Agent of LLM (5) | AgentTuning: Tsinghua University and Zhipu AI proposed AgentTuning to improve the ability of large language model agents

​论文地址:https://arxiv.org/pdf/2310.12823.pdf

Github地址:https://github.com/THUDM/AgentTuning

       ChatGPT has brought about the vigorous development of large models, and open source LLMs have emerged in endlessly. Although these open source LLMs perform well in their respective tasks, there is still a big gap between the effects of commercial models as AI agents in real environments, such as ChatGPT and GPT. -4 etc. Agent uses LLM as the core controller to complete functions such as task planning, memory, and tool use. This requires both fine-grained prompt methods and powerful LLMs to obtain satisfactory performance.

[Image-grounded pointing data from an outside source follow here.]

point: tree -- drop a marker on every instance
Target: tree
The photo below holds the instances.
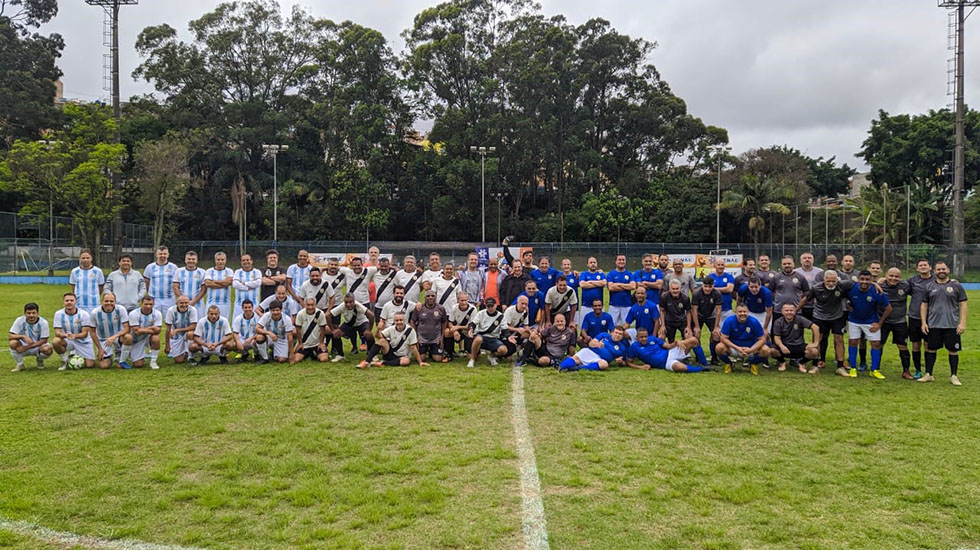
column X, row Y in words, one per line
column 163, row 177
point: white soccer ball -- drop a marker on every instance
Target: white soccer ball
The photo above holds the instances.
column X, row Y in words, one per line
column 76, row 362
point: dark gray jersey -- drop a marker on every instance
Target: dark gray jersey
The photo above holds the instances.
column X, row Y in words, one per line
column 944, row 304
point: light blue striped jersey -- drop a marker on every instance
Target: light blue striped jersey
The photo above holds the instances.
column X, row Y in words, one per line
column 161, row 279
column 108, row 324
column 218, row 296
column 86, row 285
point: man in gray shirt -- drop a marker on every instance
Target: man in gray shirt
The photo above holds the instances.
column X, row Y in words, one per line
column 127, row 284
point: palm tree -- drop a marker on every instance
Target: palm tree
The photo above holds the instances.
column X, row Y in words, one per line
column 752, row 198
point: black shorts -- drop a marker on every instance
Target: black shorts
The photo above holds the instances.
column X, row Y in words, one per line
column 899, row 331
column 939, row 338
column 915, row 330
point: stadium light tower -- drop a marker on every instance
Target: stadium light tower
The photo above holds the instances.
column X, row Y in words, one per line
column 483, row 188
column 274, row 149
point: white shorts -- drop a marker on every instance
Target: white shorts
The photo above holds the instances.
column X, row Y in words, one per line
column 618, row 314
column 178, row 346
column 856, row 330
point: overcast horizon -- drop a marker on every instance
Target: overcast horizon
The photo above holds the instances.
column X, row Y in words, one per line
column 808, row 75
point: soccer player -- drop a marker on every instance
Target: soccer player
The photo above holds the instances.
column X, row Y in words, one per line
column 145, row 326
column 348, row 320
column 181, row 322
column 560, row 299
column 126, row 283
column 657, row 354
column 278, row 330
column 758, row 299
column 159, row 277
column 485, row 331
column 545, row 276
column 430, row 321
column 706, row 312
column 919, row 285
column 212, row 336
column 87, row 281
column 621, row 284
column 724, row 284
column 245, row 337
column 397, row 304
column 111, row 324
column 943, row 314
column 604, row 350
column 552, row 345
column 742, row 336
column 189, row 282
column 217, row 282
column 863, row 320
column 787, row 336
column 592, row 282
column 72, row 333
column 247, row 281
column 273, row 275
column 29, row 337
column 897, row 291
column 394, row 343
column 829, row 301
column 297, row 274
column 459, row 319
column 311, row 326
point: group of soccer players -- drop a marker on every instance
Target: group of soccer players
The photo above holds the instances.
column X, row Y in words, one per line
column 510, row 308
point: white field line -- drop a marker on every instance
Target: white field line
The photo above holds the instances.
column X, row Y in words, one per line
column 69, row 539
column 532, row 508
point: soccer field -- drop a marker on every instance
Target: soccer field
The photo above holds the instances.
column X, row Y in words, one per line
column 324, row 455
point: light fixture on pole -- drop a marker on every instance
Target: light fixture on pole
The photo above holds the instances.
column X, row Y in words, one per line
column 482, row 151
column 274, row 149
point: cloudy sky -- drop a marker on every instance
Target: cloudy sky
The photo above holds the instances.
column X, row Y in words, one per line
column 811, row 75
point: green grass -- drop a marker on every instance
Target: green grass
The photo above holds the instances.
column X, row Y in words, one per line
column 327, row 456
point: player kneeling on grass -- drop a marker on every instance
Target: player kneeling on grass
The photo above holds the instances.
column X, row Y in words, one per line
column 742, row 337
column 145, row 325
column 29, row 337
column 73, row 333
column 181, row 322
column 277, row 329
column 485, row 331
column 212, row 336
column 604, row 350
column 787, row 335
column 552, row 344
column 395, row 342
column 311, row 326
column 111, row 323
column 656, row 353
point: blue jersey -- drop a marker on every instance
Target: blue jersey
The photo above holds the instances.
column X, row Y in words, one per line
column 644, row 315
column 722, row 281
column 86, row 285
column 620, row 298
column 595, row 325
column 545, row 280
column 610, row 350
column 865, row 304
column 591, row 295
column 653, row 276
column 742, row 333
column 758, row 302
column 161, row 280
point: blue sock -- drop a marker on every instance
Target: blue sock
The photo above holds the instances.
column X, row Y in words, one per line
column 875, row 359
column 699, row 354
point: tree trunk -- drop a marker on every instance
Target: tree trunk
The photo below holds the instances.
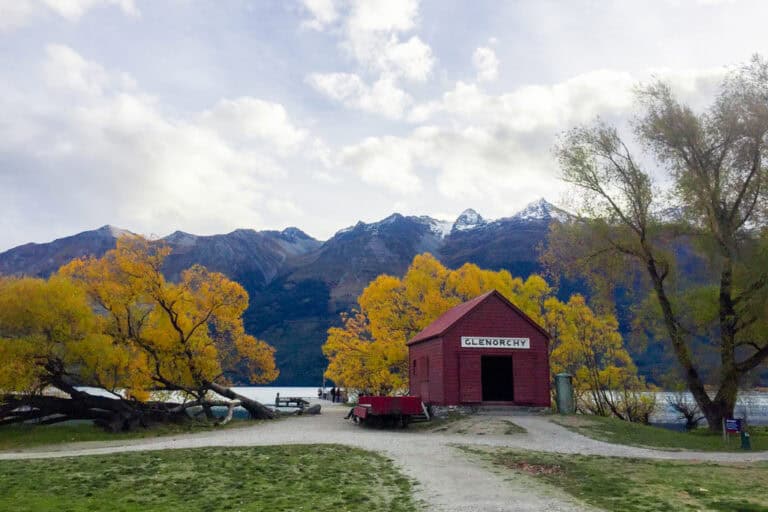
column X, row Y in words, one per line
column 254, row 408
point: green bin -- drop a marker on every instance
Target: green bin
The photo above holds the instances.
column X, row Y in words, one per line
column 564, row 393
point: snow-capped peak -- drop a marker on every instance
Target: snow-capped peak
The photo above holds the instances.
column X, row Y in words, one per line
column 114, row 231
column 540, row 210
column 469, row 219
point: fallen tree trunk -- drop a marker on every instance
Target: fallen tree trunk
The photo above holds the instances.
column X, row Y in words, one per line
column 112, row 414
column 256, row 410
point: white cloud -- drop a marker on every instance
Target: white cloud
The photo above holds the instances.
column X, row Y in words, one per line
column 17, row 13
column 66, row 69
column 324, row 13
column 372, row 38
column 384, row 161
column 136, row 164
column 489, row 148
column 384, row 97
column 252, row 118
column 383, row 15
column 74, row 9
column 371, row 34
column 486, row 63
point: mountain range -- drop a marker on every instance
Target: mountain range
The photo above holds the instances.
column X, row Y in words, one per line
column 298, row 285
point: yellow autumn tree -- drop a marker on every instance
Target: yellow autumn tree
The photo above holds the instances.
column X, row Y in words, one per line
column 48, row 332
column 115, row 322
column 189, row 334
column 589, row 346
column 368, row 351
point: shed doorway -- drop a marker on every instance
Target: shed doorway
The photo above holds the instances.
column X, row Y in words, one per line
column 496, row 376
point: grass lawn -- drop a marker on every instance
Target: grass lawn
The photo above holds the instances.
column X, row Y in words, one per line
column 615, row 431
column 638, row 485
column 275, row 478
column 15, row 437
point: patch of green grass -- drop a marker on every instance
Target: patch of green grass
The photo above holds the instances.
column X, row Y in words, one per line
column 616, row 431
column 437, row 424
column 16, row 437
column 276, row 478
column 513, row 428
column 640, row 485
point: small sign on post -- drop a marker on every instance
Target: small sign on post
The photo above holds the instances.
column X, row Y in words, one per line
column 731, row 426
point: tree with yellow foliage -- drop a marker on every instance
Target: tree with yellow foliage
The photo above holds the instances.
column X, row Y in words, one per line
column 369, row 353
column 143, row 334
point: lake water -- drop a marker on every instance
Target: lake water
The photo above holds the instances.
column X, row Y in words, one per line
column 753, row 406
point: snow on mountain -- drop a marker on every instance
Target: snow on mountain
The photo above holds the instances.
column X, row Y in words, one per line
column 469, row 219
column 442, row 228
column 540, row 210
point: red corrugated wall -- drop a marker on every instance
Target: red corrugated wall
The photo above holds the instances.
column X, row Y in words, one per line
column 455, row 372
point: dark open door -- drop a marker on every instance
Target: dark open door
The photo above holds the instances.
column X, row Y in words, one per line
column 498, row 384
column 470, row 390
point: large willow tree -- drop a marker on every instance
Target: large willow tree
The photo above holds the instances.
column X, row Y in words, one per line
column 703, row 204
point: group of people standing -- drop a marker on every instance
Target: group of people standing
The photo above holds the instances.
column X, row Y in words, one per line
column 337, row 395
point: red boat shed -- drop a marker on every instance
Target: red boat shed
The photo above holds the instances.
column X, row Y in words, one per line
column 485, row 351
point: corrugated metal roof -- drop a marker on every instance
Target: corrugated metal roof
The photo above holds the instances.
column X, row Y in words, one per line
column 449, row 318
column 453, row 315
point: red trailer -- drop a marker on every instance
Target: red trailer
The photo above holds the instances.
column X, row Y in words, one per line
column 389, row 410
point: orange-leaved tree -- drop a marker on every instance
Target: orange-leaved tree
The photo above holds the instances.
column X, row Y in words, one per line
column 134, row 333
column 369, row 353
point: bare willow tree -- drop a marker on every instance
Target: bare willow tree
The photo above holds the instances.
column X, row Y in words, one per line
column 707, row 193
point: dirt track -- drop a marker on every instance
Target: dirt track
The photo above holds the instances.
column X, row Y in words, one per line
column 448, row 479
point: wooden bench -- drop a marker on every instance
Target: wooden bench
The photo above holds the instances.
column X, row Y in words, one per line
column 291, row 401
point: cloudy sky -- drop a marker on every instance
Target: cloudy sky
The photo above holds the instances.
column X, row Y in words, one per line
column 211, row 115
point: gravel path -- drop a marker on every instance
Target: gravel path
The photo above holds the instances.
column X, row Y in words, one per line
column 448, row 480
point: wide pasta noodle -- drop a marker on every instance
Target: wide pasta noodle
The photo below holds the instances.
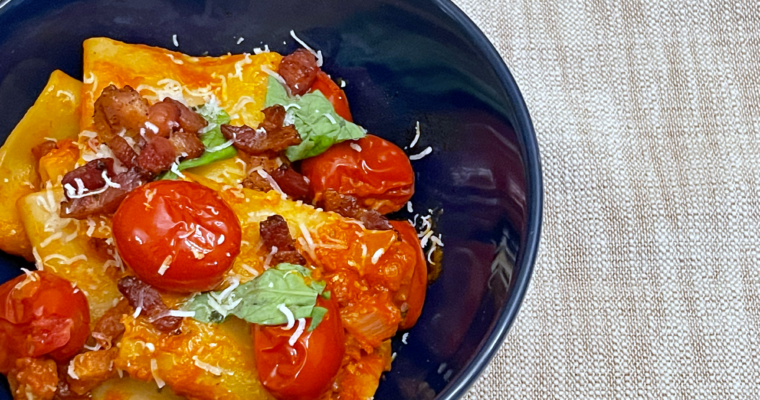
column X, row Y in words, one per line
column 236, row 81
column 55, row 115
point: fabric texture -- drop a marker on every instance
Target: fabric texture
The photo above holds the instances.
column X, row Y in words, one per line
column 647, row 116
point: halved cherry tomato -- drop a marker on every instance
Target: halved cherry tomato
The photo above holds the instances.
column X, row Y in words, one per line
column 41, row 313
column 377, row 173
column 418, row 287
column 337, row 97
column 306, row 369
column 177, row 236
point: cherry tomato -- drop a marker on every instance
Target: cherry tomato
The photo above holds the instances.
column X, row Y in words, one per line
column 177, row 236
column 380, row 176
column 41, row 314
column 418, row 287
column 337, row 97
column 306, row 369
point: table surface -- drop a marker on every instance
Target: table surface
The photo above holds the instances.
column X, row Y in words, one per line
column 647, row 116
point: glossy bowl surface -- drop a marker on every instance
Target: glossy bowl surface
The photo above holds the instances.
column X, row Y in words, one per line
column 404, row 61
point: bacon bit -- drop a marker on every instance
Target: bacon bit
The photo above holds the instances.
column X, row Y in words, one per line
column 140, row 294
column 276, row 236
column 299, row 70
column 90, row 369
column 186, row 144
column 157, row 156
column 123, row 151
column 88, row 177
column 348, row 207
column 117, row 110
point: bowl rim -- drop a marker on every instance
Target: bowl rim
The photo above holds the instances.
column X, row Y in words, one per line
column 466, row 378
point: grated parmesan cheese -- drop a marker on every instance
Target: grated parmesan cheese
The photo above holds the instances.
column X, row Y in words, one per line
column 175, row 169
column 165, row 265
column 289, row 315
column 37, row 259
column 299, row 331
column 416, row 135
column 154, row 371
column 258, row 50
column 421, row 155
column 250, row 270
column 71, row 371
column 65, row 260
column 207, row 367
column 220, row 147
column 50, row 239
column 181, row 314
column 377, row 255
column 151, row 126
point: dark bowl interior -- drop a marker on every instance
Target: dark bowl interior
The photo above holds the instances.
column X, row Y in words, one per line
column 404, row 61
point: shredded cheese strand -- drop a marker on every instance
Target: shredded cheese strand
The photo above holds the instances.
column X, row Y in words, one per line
column 289, row 315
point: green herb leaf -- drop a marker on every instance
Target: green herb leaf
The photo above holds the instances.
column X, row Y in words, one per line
column 211, row 137
column 259, row 301
column 316, row 317
column 313, row 117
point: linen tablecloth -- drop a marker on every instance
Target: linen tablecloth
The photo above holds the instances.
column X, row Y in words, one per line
column 648, row 281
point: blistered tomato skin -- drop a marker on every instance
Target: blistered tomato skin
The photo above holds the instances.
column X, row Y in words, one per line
column 374, row 170
column 418, row 287
column 41, row 314
column 177, row 236
column 306, row 369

       Existing research on LLM agent capabilities mainly focuses on designing tips or building frameworks to complete a specific agent task, but does not fundamentally improve the general agent capabilities of LLM itself. Many related works focus on improving the capabilities of LLM in specific aspects, often at the expense of its general capabilities and reducing its generalization capabilities. In response to the above problems, Tsinghua University and Zhipu AI proposed the AgentTuning method.

       AgentTuning is a simple and universal method that can enhance LLM's Agent capabilities while maintaining its general LLM capabilities. The specific method of AgentTuning is to first construct a lightweight instruction tuning data set AgentInstruction containing high-quality interaction trajectories, and then use a hybrid instruction fine-tuning strategy to combine AgentInstruction with open source instructions from general fields. AgentTuning performs instruction fine-tuning on the Llama 2 series model to generate AgentLM.

1. Introduction to AgentTuning method

       For an agent task, the interaction trajectory of the LLM agent can be recorded as the conversation history (u1, a1,..., un, an). Considering that existing dialogue models usually include two roles, user and model, ui represents the input from the user, and ai represents the response from the model. Each trajectory has a final reward r∈[0,1], reflecting the task’s finished condition.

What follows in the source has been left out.